Glenn used to really like Ava only a few months ago. She was different then. Sure, he knew he bored her and she only kept him around because he was constantly offering her gifts of wine, drugs and money. But he felt that she was the epitome of a woman, that she deserved to be as arrogant and commanding as she was.
One day, in an effort to talk about something he knew Ava would be interested in, he mentioned the Greedsy website. He knew she loved the arts, literature included, and the fact that money could be won for the best story of the week only sweetened the pot for Ava. She immediately joined the Greedsy community and had taken off miraculously. That's when she became annoying, constantly bragging about her winnings and all the compliments she received in that sing-song voice of hers, waving those paper checks in his face. Not once before she began winning the Greedsy competitions had Glenn remembered her ever knocking at his door. Now, she made it a point to pay him a visit and tell him each time a new check arrived in the mail. It had Glenn to the point where he tried to avoid Ava altogether.
Week after week, Glenn could be seen in the living room window of his apartment, writing and working, writing and working, writing and working. And watching. Watching Ava twirl and dance in the street with her blonde-haired friends, her pretty new handbag dangling on its golden chains. Watched as she was ushered into the back of yet another lover's vehicle, watched as a billboard was erected along Interstate 74 marketing the sale of Ava's upcoming book.

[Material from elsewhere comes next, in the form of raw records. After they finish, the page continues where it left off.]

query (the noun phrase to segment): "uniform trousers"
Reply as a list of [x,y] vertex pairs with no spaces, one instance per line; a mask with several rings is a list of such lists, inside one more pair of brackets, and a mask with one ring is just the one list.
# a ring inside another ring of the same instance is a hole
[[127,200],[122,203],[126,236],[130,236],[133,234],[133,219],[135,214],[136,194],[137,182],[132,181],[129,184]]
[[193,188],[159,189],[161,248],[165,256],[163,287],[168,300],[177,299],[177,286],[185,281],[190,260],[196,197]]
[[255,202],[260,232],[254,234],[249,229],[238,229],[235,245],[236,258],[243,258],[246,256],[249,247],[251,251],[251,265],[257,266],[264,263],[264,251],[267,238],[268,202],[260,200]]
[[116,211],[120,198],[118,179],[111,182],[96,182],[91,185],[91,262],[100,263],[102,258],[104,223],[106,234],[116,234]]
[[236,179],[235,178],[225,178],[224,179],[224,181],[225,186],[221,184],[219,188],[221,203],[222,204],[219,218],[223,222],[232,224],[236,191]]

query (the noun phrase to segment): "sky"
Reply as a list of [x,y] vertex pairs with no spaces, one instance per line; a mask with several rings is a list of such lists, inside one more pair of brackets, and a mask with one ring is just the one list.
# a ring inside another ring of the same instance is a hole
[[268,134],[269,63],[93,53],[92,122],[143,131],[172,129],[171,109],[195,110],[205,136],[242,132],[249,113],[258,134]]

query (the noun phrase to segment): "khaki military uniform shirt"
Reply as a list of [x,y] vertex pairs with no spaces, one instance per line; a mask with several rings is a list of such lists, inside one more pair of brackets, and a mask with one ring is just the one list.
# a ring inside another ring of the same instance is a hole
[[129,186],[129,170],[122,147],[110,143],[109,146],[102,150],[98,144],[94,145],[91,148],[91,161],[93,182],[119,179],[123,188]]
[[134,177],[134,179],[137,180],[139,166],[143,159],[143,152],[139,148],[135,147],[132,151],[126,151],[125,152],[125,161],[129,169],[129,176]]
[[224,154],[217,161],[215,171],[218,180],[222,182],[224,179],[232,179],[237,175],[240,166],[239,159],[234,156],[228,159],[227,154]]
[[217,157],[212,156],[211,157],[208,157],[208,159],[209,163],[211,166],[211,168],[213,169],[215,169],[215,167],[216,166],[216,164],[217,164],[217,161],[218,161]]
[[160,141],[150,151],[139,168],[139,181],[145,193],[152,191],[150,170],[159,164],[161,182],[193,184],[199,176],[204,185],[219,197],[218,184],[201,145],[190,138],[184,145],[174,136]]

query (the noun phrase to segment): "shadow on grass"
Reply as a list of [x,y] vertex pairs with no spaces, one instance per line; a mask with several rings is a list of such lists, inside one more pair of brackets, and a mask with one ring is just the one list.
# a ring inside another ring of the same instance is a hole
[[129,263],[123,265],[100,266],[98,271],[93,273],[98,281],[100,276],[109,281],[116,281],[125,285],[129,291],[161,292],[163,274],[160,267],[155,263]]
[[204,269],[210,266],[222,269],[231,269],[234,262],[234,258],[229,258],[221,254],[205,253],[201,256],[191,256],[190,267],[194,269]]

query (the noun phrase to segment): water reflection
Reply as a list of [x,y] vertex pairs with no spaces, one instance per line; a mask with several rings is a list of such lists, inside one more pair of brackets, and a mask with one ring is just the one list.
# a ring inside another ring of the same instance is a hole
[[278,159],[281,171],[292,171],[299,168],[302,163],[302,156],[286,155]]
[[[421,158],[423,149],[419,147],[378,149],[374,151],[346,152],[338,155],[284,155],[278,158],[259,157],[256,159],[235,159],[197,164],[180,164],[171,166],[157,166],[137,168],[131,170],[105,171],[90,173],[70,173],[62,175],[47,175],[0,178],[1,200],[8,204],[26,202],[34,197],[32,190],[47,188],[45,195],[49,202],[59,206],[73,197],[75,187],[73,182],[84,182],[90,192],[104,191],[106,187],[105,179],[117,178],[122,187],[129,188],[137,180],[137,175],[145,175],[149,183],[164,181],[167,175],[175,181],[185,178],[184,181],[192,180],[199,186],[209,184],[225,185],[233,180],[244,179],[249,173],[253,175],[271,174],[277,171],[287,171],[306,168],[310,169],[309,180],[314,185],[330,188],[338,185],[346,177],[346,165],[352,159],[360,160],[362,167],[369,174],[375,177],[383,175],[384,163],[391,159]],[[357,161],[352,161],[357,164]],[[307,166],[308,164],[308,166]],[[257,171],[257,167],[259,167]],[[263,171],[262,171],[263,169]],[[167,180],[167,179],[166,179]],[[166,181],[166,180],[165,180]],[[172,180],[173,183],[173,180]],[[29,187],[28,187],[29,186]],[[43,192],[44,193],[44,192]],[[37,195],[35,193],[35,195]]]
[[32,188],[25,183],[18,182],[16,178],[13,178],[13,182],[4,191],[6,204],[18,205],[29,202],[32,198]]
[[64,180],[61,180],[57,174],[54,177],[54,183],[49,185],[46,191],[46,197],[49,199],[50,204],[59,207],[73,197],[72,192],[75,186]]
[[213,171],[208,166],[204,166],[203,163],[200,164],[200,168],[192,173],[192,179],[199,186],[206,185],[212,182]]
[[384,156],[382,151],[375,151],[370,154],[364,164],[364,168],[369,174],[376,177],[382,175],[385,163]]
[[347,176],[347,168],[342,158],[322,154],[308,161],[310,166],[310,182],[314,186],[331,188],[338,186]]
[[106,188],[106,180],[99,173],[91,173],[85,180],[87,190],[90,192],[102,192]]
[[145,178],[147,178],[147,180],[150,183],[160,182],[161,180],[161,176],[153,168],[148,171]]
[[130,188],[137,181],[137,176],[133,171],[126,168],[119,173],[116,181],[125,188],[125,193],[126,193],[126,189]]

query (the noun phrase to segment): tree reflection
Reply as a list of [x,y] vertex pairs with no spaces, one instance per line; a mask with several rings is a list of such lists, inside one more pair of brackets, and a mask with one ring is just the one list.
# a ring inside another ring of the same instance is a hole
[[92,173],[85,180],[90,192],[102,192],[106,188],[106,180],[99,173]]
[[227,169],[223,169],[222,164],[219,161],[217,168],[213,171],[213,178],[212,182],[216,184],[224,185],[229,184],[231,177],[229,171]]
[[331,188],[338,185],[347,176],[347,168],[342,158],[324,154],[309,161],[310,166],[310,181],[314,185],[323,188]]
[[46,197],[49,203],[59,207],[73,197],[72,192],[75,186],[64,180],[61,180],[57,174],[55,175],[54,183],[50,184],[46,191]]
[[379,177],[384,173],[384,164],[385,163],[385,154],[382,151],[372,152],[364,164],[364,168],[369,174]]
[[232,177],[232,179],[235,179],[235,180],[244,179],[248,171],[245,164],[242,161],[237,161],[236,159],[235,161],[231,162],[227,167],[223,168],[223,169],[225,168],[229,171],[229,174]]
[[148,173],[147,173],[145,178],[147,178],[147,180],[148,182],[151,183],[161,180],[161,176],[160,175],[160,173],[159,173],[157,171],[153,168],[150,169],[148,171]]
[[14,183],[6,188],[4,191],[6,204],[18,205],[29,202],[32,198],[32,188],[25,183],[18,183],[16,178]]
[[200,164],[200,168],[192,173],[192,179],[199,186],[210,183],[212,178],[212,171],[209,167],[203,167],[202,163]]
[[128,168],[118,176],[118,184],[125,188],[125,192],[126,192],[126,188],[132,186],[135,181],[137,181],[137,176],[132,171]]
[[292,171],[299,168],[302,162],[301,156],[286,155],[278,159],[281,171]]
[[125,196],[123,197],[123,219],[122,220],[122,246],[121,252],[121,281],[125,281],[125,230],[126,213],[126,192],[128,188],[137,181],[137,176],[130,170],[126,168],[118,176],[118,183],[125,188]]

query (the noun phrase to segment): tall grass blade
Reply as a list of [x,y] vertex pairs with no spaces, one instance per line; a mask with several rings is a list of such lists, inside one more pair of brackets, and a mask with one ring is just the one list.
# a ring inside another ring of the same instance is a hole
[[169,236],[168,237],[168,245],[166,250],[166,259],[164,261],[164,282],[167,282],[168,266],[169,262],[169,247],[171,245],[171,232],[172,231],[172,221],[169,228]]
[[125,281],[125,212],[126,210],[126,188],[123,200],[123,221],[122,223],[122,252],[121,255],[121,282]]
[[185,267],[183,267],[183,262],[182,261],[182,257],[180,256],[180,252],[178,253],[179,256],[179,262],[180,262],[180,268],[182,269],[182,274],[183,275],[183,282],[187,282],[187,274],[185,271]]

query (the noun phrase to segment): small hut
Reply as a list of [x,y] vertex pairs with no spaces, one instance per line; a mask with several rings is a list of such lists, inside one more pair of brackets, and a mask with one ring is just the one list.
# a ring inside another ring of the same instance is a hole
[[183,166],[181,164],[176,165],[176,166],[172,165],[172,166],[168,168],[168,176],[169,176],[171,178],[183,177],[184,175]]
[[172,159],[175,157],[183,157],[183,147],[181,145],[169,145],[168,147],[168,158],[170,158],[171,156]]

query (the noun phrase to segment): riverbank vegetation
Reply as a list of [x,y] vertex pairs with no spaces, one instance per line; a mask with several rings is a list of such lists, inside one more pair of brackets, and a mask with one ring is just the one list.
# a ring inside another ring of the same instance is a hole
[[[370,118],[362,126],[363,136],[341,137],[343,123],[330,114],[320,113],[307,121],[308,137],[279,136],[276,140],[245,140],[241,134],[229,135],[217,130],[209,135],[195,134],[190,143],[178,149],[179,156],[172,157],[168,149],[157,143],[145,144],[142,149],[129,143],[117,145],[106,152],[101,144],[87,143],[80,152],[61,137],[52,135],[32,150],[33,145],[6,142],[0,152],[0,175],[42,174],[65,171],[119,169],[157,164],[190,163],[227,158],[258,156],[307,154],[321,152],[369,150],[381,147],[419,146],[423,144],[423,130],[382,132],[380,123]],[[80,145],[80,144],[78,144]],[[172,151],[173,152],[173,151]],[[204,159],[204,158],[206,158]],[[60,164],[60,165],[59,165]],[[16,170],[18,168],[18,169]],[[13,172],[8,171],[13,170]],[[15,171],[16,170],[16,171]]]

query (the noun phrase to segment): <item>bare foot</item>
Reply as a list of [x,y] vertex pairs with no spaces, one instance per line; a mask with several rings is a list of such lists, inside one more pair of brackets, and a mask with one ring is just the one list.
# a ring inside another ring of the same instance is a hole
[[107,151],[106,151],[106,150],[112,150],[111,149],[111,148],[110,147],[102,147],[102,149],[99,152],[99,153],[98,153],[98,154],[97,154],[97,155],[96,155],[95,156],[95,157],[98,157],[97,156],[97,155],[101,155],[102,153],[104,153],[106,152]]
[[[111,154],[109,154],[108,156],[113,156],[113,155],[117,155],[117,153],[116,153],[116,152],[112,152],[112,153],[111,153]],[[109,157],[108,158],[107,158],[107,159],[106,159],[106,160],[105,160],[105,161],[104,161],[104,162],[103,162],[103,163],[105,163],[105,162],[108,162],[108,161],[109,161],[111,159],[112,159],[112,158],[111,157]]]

What am I missing?, Glenn wondered incessantly. What do I need to do to win - just once? I KNOW I can write. So what's wrong with me?
The questions kept him awake at night sometimes as he lie alone in shadows as thick as blood.
And one night the answer struck him awake out of a sound sleep. Experience. The more real an author can create a story, the more it can not be denied. And the only surefire way to create a real work of art is to build off of one's experience.
Glenn sat up in his bed thinking that night for what seemed an eternity, his heartbeat in his ears and the devil in his smile.
******** ********
Officer Willie O'Donnell walked into the kitchen through the back door after work, as usual. His wife was at the stove, stirring the lamb and lentil soup with one hand and gripping her cell phone up to her face with the other. He gave her a quick peck on the cheek. "Hiya, honey." She mumbled something and waved him off, went back to stirring the soup. For a moment, his forehead wrinkled. Lately, all she did was immerse herself in that damned phone of hers. What's the big deal?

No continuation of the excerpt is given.